[Fortran90]Problem with Gaussian distribution

Aner · Jul 18, 2015

Hi,
I have a problem in my program and I cannot figure it out.
In the last post I had a problem about some arrays, I perfectly resolved it thanks to you, but now my problem is a little bit subtle. I have a subroutine(here I'll post it has a program )that generates random numbers in order to create errors so that those must have a Gaussian distribution and it is perfect, the program works perfectly, I can have a really nice Gaussian until I centred my points (that is what I must do to associated the errors to my data). After I centred the points I get a weird accumulation of point near x=1 that I can't explain.
Here is the program I'm talking about

Fortran:

Program gauss
implicit none

character(len=6)::gaussn
real,dimension(10000)::m,a,ltot,pron
REAL::x,l
INTEGER::i,n,k,p,j,fn=10000

print*,"scrivere il nome del file"

read*,gaussn   OPEN(UNIT=1,FILE=gaussn)

do f=1,n

read(1,*)m(f)

pron(f)=2*0.1*(m(f)-0.5)
end do
close (unit=1)a=0

l=0.1/700do i=1,np=int(pron(i)/l)

a(p+(n/2+1))=a(p+(n/2+1))+1
!a(p)=a(p)+1
end do

do j=1,n
ltot(j)=-(n/2.0)+j

write(unit=15,fmt=*)ltot(j),a(j)
end do

end program gauss

The file that it reads is a column of data that I generate in my main program.
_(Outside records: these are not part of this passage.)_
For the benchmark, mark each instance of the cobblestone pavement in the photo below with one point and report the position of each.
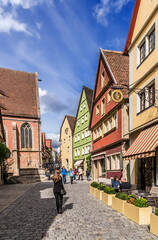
(33, 217)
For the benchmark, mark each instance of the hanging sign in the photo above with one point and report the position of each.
(117, 96)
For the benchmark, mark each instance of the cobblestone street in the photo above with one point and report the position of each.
(33, 216)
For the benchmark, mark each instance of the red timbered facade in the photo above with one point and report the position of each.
(109, 120)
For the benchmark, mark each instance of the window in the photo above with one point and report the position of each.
(103, 106)
(26, 136)
(152, 95)
(115, 120)
(109, 163)
(142, 52)
(106, 126)
(82, 135)
(109, 96)
(83, 151)
(103, 79)
(101, 130)
(114, 162)
(118, 161)
(110, 124)
(75, 153)
(97, 109)
(152, 41)
(97, 132)
(142, 101)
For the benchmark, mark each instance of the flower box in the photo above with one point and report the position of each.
(91, 190)
(138, 215)
(107, 198)
(154, 224)
(118, 204)
(99, 194)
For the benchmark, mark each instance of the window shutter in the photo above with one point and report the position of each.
(121, 161)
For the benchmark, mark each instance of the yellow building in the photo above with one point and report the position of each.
(66, 134)
(142, 47)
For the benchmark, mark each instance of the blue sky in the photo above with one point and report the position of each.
(60, 39)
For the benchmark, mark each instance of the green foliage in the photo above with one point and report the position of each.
(101, 187)
(94, 184)
(141, 202)
(109, 190)
(131, 198)
(4, 153)
(156, 211)
(122, 196)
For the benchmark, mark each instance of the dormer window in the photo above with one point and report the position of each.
(103, 79)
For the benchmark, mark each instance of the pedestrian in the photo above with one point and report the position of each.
(59, 190)
(80, 173)
(64, 173)
(116, 184)
(88, 174)
(71, 174)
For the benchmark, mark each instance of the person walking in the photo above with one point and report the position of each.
(88, 174)
(80, 171)
(59, 190)
(71, 174)
(116, 184)
(64, 173)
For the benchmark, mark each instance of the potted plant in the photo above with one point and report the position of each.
(137, 210)
(107, 196)
(100, 190)
(154, 222)
(118, 202)
(93, 188)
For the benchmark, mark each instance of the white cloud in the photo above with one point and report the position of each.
(42, 92)
(105, 7)
(55, 139)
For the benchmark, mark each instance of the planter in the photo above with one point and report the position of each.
(99, 194)
(91, 190)
(154, 224)
(138, 215)
(107, 198)
(118, 205)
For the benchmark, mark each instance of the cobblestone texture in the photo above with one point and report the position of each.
(33, 217)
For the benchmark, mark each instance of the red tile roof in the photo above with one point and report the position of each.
(22, 89)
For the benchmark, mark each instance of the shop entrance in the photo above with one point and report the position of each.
(146, 173)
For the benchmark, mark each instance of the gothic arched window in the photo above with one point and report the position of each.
(26, 136)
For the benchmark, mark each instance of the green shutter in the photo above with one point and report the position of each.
(121, 161)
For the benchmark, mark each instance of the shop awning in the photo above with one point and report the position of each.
(77, 163)
(98, 157)
(144, 145)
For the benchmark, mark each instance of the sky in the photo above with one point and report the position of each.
(60, 39)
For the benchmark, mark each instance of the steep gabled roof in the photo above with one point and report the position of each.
(22, 89)
(71, 120)
(118, 66)
(89, 95)
(132, 25)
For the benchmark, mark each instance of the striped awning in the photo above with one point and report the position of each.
(144, 145)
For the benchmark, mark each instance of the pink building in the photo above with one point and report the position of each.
(21, 120)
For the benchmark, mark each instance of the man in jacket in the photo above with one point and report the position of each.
(64, 173)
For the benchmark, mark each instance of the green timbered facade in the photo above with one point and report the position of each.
(82, 139)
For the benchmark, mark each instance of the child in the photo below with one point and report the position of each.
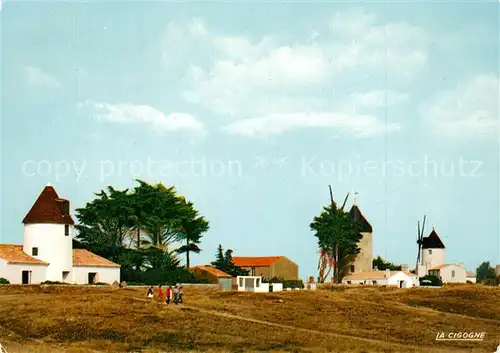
(150, 292)
(176, 295)
(181, 292)
(160, 292)
(169, 294)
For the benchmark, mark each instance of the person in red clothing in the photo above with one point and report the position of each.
(169, 294)
(160, 293)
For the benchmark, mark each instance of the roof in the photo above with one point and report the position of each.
(432, 241)
(375, 275)
(262, 261)
(358, 217)
(49, 208)
(84, 258)
(213, 271)
(14, 254)
(443, 266)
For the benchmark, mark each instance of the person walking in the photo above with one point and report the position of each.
(151, 292)
(160, 293)
(181, 293)
(176, 295)
(169, 294)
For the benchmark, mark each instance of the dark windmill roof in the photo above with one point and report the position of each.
(49, 208)
(432, 241)
(358, 217)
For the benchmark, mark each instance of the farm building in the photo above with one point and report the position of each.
(384, 278)
(449, 273)
(269, 266)
(213, 275)
(47, 252)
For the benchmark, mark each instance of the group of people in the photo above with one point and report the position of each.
(176, 291)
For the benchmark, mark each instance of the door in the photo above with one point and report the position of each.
(26, 277)
(92, 277)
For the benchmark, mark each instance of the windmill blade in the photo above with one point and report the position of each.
(331, 194)
(345, 200)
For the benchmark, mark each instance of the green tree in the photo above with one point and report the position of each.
(338, 238)
(190, 231)
(383, 265)
(135, 228)
(485, 272)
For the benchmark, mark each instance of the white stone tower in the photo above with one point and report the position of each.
(433, 253)
(48, 234)
(364, 259)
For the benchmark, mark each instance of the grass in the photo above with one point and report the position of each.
(104, 319)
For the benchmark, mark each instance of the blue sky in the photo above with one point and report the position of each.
(252, 109)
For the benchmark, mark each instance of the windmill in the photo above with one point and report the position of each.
(420, 240)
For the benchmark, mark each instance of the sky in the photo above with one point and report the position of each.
(251, 109)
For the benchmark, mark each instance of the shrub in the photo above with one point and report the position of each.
(434, 281)
(54, 282)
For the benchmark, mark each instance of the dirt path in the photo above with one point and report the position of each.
(336, 335)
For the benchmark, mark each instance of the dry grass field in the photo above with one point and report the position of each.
(83, 319)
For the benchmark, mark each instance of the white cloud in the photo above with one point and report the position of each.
(268, 77)
(37, 77)
(379, 98)
(471, 109)
(357, 125)
(127, 113)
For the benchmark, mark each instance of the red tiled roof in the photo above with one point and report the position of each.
(14, 254)
(83, 257)
(214, 271)
(49, 208)
(262, 261)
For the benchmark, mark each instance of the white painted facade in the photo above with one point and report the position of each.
(48, 237)
(432, 257)
(103, 274)
(14, 272)
(383, 278)
(53, 246)
(254, 284)
(450, 273)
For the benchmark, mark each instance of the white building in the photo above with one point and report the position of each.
(383, 278)
(433, 262)
(449, 273)
(47, 253)
(254, 284)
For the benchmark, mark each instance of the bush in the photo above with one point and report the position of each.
(434, 281)
(54, 282)
(293, 284)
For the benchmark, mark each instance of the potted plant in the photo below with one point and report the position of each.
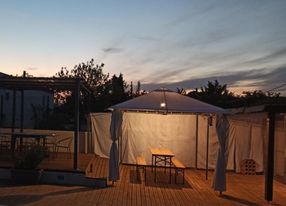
(25, 169)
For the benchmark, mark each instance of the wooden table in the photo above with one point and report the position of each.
(161, 157)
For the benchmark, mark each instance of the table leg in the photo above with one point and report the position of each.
(13, 145)
(155, 165)
(21, 144)
(152, 164)
(170, 169)
(165, 160)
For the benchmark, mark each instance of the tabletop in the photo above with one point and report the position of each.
(162, 152)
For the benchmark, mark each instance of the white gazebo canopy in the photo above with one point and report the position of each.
(167, 101)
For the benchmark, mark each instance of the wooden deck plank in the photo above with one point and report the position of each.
(241, 190)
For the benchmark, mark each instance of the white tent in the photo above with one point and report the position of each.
(158, 102)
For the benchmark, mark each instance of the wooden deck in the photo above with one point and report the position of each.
(93, 166)
(132, 190)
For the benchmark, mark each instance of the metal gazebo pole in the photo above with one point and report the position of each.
(207, 152)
I printed two files, one with the already centred points and one with the not centred ones. Now I would expect those two sets of points to give a Gaussian distribution but a you can see those are pretty different.
This pron(f)=2*0.1*(m(f)-0.5) is the line that I use to centre my points, it's something that we did in class with the teacher. I even thought that maybe it was the minus sign that was bothering fortran and I did some experiments like changing it with a plus and defining m(f) as negative. In the main program if I use the centred points I have a "lack" of precision, if I expect my output to be -3 I'll get -2.993... with an error of order 10^-7 when with the not centred ones I get -3.001... with an error of order 10 ^-3.
I can't understand the problem if there is one or it is just me, maybe I'm missing something.
Thanks in advanced.

gsal · Jul 18, 2015

I don't quite get what you are trying to do...can you try again to better explain what you mean by "centering" the data? In which direction? x? y?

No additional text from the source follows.